The other day I went to see Esta in the hospital. She told me I could tell you.
She fell last Saturday and broke her hip. She had surgery on Sunday afternoon and as I write this she is scheduled to leave the hospital on tomorrow to begin her rehab. But I wanted to tell you about this visit.
The other times I went, there were family and friends and not much time for conversation (not to mention the sedatives and pain medication). But on Monday, after the nurse who checked her blood pressure left, it was just she and I. The first words out of her mouth when she saw me come through the door were not “Hello, preacher” or “Hi, Tom,” but —and I am not making this up—“You don’t know how much I miss coming to church! I miss it! I miss it so much!” When I took my leave a little while later, she didn’t say “Bye, Tom” or “Thanks for coming,” but “I miss it, oh, I miss it so.”
In between we talked a little about her situation, her fall and surgery. She frowned to tell me that she was in “right much” pain. When the physical therapist interrupted us to tell her he was coming back in a little while to get her up again and make her walk some more, she frowned more deeply still. When he left she laid her head back on the pillow, looked straight at the ceiling and, after a moment, into the past. “I used to teach Sunday School,” she said. “I taught so many lessons.” A wide grin closed her eyes. “It made such a difference in those little ones’ lives,” she smiled.
“And in yours, too,” I replied. She did not look at me but nodded. She said something about Easter Egg hunts and mumbled a word or two about her own Sunday School class. A tear fell from my eye as she said, once more but still smiling, “I miss it so much.”

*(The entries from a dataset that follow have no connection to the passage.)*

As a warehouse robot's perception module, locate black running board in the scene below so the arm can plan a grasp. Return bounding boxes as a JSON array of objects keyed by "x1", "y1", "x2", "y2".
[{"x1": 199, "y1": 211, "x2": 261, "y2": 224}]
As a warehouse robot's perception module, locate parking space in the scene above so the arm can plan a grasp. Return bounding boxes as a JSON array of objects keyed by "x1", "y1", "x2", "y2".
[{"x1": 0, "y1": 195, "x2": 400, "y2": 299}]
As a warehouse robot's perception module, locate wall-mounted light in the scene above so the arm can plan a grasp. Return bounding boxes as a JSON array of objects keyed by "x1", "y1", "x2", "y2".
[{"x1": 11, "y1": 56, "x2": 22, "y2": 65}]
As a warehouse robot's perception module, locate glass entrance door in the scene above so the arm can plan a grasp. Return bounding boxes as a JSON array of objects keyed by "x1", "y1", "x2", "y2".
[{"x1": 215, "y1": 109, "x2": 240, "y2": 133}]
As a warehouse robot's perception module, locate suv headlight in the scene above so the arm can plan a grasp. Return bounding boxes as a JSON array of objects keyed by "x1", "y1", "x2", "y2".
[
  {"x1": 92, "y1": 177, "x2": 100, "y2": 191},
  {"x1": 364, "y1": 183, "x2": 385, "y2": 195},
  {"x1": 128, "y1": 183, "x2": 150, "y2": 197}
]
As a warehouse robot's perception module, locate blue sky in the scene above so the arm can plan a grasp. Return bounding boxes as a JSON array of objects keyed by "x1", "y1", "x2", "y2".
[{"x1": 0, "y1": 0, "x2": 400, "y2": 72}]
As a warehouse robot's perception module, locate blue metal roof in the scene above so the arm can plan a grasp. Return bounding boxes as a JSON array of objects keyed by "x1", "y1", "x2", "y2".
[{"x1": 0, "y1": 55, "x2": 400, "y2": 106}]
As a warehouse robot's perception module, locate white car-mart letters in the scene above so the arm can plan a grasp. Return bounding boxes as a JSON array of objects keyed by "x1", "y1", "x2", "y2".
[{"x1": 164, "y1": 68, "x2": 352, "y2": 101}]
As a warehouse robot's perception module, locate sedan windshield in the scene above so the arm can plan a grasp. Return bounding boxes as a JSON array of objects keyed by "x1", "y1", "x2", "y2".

“I know you do,” I said; “I would too. Church is the only thing I know anything about,” I said truthfully. She looked back at me and nodded. I said, “But what a great thing that you and I have so many good memories of church. Isn’t it wonderful to love and enjoy something so much that it hurts to be away from it?” She nodded again. A few minutes later I got up to leave and she said… well, you know what she said. Nor will I forget it.
My prayer that day and every day since is this: if I outlive my body, when what has held me up has given way and I am prone, I hope I can look up and remember as much as Esta does. I hope that memories of faith, hope and love—memories of Jesus and the church—will bring a smile back to my frowning face, and keep on doing so, till there are frowns and tears and pain no more.